Underwater cameraman Andy Casagrande builds his own rigs and films fearlessly to capture unique footage of sharks like no one else. By Bill Morris
Andy Casagrande had dreamed of swimming with sharks ever since he was a kid growing up in a small town near Pittsburgh. He finally got his chance in 2005. Armed with nothing but a Sony Handycam in a DIY waterproof case and his own nerve, Casagrande slipped over the side of a boat and into the waters known as Shark Alley, off Gaansbaai in the Western Cape.
Within seconds Casagrande’s dream was coming all too true: a great white shark came gliding towards him. The sleek, 2 000-kg beast slid past, close enough to touch. Casagrande calls the moment surreal, but it was more than that. “The biggest struggle is the mental battle,” he says. “You’re looking at a prehistoric predator, and everything in your body tells you to flee. But you just need to Zen out, slow down your breathing. Never swim away: if you act like prey they’ll treat you like prey – chase you, catch you and eat you.”
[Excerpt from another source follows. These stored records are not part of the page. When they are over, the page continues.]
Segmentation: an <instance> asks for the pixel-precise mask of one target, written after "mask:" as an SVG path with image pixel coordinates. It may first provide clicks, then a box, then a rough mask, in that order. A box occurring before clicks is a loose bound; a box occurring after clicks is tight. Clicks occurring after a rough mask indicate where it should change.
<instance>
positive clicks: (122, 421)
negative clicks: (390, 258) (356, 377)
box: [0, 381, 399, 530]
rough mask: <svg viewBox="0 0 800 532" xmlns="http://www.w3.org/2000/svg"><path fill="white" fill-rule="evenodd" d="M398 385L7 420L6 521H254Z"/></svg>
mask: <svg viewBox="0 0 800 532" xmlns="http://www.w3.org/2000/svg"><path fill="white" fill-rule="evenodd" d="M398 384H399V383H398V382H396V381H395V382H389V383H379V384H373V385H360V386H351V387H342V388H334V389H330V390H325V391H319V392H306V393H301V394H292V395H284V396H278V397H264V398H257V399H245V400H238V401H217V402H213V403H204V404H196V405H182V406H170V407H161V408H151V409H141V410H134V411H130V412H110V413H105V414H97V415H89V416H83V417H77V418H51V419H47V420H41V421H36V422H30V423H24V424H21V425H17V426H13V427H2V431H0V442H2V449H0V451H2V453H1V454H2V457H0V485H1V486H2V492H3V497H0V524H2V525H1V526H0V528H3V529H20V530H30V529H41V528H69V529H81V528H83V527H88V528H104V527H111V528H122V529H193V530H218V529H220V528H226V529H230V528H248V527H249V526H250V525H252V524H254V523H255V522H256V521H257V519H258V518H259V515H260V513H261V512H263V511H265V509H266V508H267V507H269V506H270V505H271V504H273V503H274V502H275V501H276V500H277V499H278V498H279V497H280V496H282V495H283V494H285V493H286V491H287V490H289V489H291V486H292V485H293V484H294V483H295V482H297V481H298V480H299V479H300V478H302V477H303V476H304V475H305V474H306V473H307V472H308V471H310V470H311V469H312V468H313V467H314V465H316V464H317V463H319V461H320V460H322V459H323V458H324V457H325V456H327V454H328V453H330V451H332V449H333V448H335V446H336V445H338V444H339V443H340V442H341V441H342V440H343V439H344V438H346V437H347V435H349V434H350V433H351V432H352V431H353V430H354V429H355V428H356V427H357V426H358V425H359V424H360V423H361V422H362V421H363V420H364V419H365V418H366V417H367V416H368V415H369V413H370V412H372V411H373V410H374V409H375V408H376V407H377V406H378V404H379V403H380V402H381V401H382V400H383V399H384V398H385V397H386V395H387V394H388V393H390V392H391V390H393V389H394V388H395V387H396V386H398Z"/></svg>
The shark turned and made another pass. Then another. Casagrande was winning the mental battle. His breathing remained slow and regular. He began to relax. “When the shark made the third close pass and didn’t eat me, I figured we were cool.”
His full and proper name is Andy Brandy Casagrande IV, an unusual moniker that befits an unusually talented person. His camera work for the National Geographic series Great Migrations won him the 2011 Emmy Award for Outstanding Cinematography – Nature. But his defining work is his innovative – and, frankly, harrowing – filming for Shark Week, the Discovery Channel’s annual programming extravaganza featuring shows such as Into the Shark Bite and Impossible Shot.